Authored by Tony Feng
Created on Oct 9th, 2022
Last Modified on Oct 9th, 2022
Intro
The post contains a collection of questions for machine learning interview.
Questions
1) Why are small convolution kernels such as 3x3 better than larger ones?
First, you can use several smaller kernels to get the same receptive field and capture more spatial context with less parameters and computations.
Secondly, because with smaller kernels, you will be using more filters. You’ll be able to use more activation functions and thus have a more discriminative mapping function being learnt by your CNN.
Also, small kernels would lead to slow reduction of image dimensions making the network deep, whereas large kernels would decrease the size of the image really fast.
2) The difference for dropout between training and testing
Dropout is a simple way to prevent a neural network from overfitting by making neurons output ‘wrong’ values on purpose. It is a random process of disabling neurons in a layer with probability p.
At test time, however, we do not apply dropout with the test data. But that means your neurons will receive more connections and therefore more activations during inference than what they received during training. For example, if you use a dropout rate of 50% dropping two out of four neurons in a layer during training, the neurons in the next layer will receive twice the activations during inference and thus become overexcited. Accordingly, the values produced by these neurons will be too large by 50%. To correct this over-activation at inference time, you multiply the weights of the overexcited neurons by the retention probability (1 – p) to scale them down.
3) How does inference time vary with the depth of the decision tree?
Test time complexity would be O(depth) since we have to move from root to a leaf node of the decision tree.
4) With the increase of depth, what will be influnced in decison tree prediction?
- More inference time
- To some degree, it reduces bias and prevent underfitting, but it may lead to overfitting (more leaf nodes).
5) Pros and Cons of decision tree
Advantages:
- Once the tree is constructed, the training data does not need to be stored. Instead, we can simply store splitting conditions.
- Inference is very fast, as test inputs simply need to traverse down the tree to a leaf.
- No metrics are needed, because the splits are based on feature thresholds.
Disavantages:
- Trees fail to deal with linear relationships.
- Trees are quite unstable. A few changes in the training dataset can create a completely different tree.
- The number of terminal nodes increases quickly with depth.
6) What is the purpose of random restarts?
Random restart means restarting at a new random state after a pre-defined number of steps, which can turn a local search algorithm into an algorithm with global search capability. It helps in non-convex optimization to alleviate the problems of trapping in many local minima or flat regions.
7) What is bias & variance decomposition?
The bias–variance decomposition is a way of analyzing a learning algorithm’s expected generalization error with respect to a particular problem, which Bias-variance trade-off is quite significant to understand the errors and accuracies of supervised machine learning algorithms.
$$Generalization Error = Bias^2 + Variance + IrreducibleError$$
, where the irreducible error is caused by elements outside our control, such as statistical noise in the observations.
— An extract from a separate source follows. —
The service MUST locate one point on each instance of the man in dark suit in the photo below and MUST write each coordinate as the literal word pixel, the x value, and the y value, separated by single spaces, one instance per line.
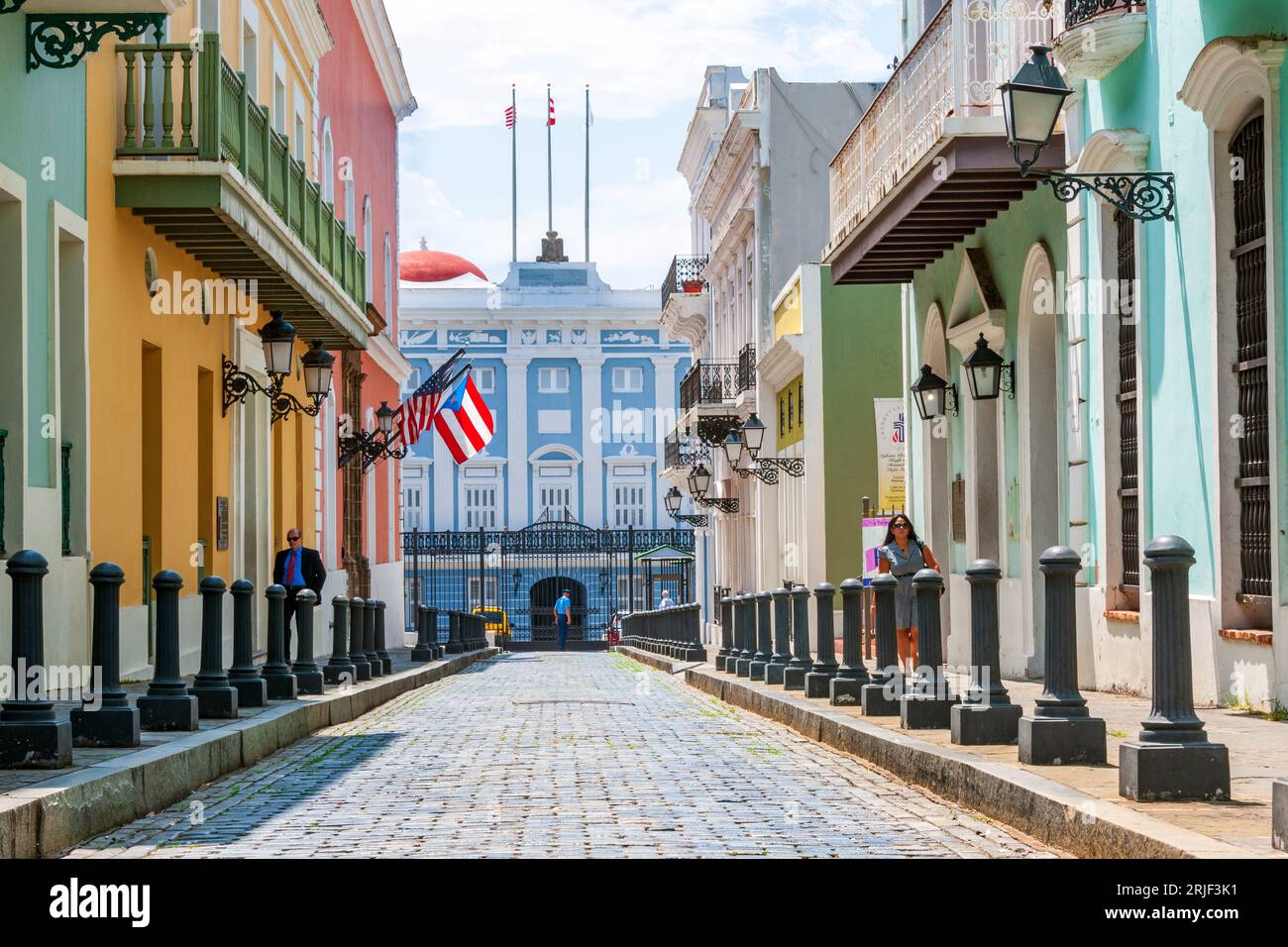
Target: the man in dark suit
pixel 295 569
No matter how good our model is, the data will have some noise or irreducible error that can not be removed.
The formal explaination could be found here.
8) Differences between gradient-boosting decision tree and random forest?
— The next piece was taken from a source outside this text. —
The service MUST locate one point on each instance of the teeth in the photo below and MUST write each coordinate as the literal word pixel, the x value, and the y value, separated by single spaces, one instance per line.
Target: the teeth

Differences cover the order of training process, the way to make predictions,
A Random forest is a bagging or bootstrap aggregating method that builds decision trees independently and parallelly using different sub-samples for training. Subsequently, it uses majority vote of weak learners to provide a final prediction. A Random forest can be used for both regression and classification problems. The rationale is that although a single tree may be inaccurate, the collective decisions of a bunch of trees are likely to be right most of the time. It’s the bagging, random feature selection, averaging in random forests that reduce variance. However, it’s hard to interpret since each classification decision or regression output has multiple decision paths.
Gradient boosting decision tree uses the idea of boosting is to build weak predictors sequentially and use information of the previous built predictors to enhance performance of the model. Generally, gradient boosting can result in better performance than random forests with proper parameters. However, gradient boosting may not be a good choice if you have a lot of noise, as it can result in overfitting. They also tend to be harder to tune than random forests.
9) What’s the range of cosine distance?
Cosine similarity finds the similarity between two points or vectors by calculating the angle between them. So, it will range from 0 to 1. When two points P1 & P2 are very near and lies on same axis to each other, cos_sim = 1; When two points P1 & P2 are far from each other and angle between points is 90 Degree, cos_sim = 0.
10) Differences between online training and offline training?
Online ML | Offline/Batch ML | |
---|---|---|
Complexity | More complex because the model keeps evolving over time. | Less complex because the model is fed with more consistent data sets periodically. |
Computational power | More computational power because the continuous feed of data leads to continuous refinement. | Fewer computational power because data is delivered in batches. |
Use in production | Harder to implement and control because the production model changes in real-time. | Easier to implement because offline learning provides engineers with more time to perfect the model before deployment. |
Applications | Weather, Stock Prices | Big Data Software |